The Edison Awards recently spoke with Montclare about her pathway into engineering and what she is currently working on move the STEM discipline forward. (edited for brevity and clarity)
What was it like to be a woman studying in your field? Did you feel supported and challenged in a positive way? Did you have a network of people to reach out to?
Being a woman in STEM, I feel fortunate to be doing what I love to do as an educator and researcher! My path was made possible through the support of my mentors from K-12 to now. So I do my part by encouraging other young women to pursue STEM. More than half the students I mentor directly at NYU are women and I am quite proud of it.
What do you like about your field and what you do? Do you think people have any misconceptions about what it’s like to be a scientist or engineer or about the field itself?

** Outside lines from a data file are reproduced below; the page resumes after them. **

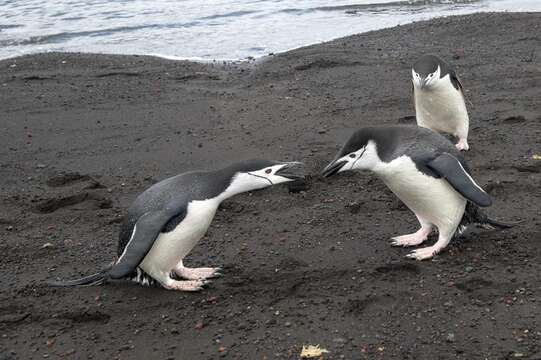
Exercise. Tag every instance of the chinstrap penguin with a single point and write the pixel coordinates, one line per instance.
(439, 99)
(167, 220)
(427, 173)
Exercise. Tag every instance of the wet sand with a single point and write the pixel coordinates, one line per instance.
(84, 134)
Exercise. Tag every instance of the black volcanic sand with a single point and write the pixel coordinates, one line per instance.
(84, 134)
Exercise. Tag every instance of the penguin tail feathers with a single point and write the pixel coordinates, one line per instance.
(90, 280)
(474, 214)
(498, 224)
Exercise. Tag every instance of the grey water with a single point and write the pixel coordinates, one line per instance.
(210, 29)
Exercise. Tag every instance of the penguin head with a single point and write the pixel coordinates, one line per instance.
(358, 153)
(257, 174)
(426, 72)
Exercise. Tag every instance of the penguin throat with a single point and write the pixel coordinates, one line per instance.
(262, 177)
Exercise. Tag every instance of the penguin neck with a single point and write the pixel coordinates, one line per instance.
(241, 183)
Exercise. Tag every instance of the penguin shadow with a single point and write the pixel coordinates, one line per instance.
(75, 190)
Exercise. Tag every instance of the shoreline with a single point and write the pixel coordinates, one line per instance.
(83, 134)
(255, 58)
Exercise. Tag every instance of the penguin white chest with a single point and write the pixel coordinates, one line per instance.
(441, 108)
(171, 247)
(433, 199)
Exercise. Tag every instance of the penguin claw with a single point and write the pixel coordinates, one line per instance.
(197, 273)
(422, 254)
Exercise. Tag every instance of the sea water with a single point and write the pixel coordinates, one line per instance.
(210, 29)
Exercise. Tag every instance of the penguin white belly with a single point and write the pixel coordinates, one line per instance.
(442, 109)
(171, 247)
(432, 199)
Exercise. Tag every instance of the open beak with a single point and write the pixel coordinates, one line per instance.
(333, 168)
(292, 170)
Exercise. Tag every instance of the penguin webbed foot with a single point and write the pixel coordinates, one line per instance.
(198, 273)
(186, 285)
(409, 239)
(462, 145)
(424, 253)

I love that I get one to work on research that can ultimately help people (by removing toxins or treating diseases) and two to interact with a wonderful group of young aspiring engineers and scientists making exciting advances in research. I think people outside of science or my field feel mystified and think the things scientist/engineers do are above their head. Part of that I think can be demystified through proper communication of research in a way the public can understand.
How is your organization bringing innovation to the forefront?
I lead a research group that performs groundbreaking research in engineering proteins to mimic nature and, in some cases, work better than nature. We work to customize artificial proteins as biomaterials and catalysts with the aim of targeting human disorders, drug delivery and tissue regeneration.
To date, what project is your greatest success? What is the story behind that innovation?
As I’m really excited about our current research, I would state that our work on developing biomaterials for gene and most recently dual gene and drug delivery would be our great success story. We developed “lipoprotoeplexes”, a complex comprised of engineered proteins and lipids that is capable of complexing with nucleic acids as well as small hydrophobic drugs. Upon complexation, they can safely deliver genes and drugs to cells.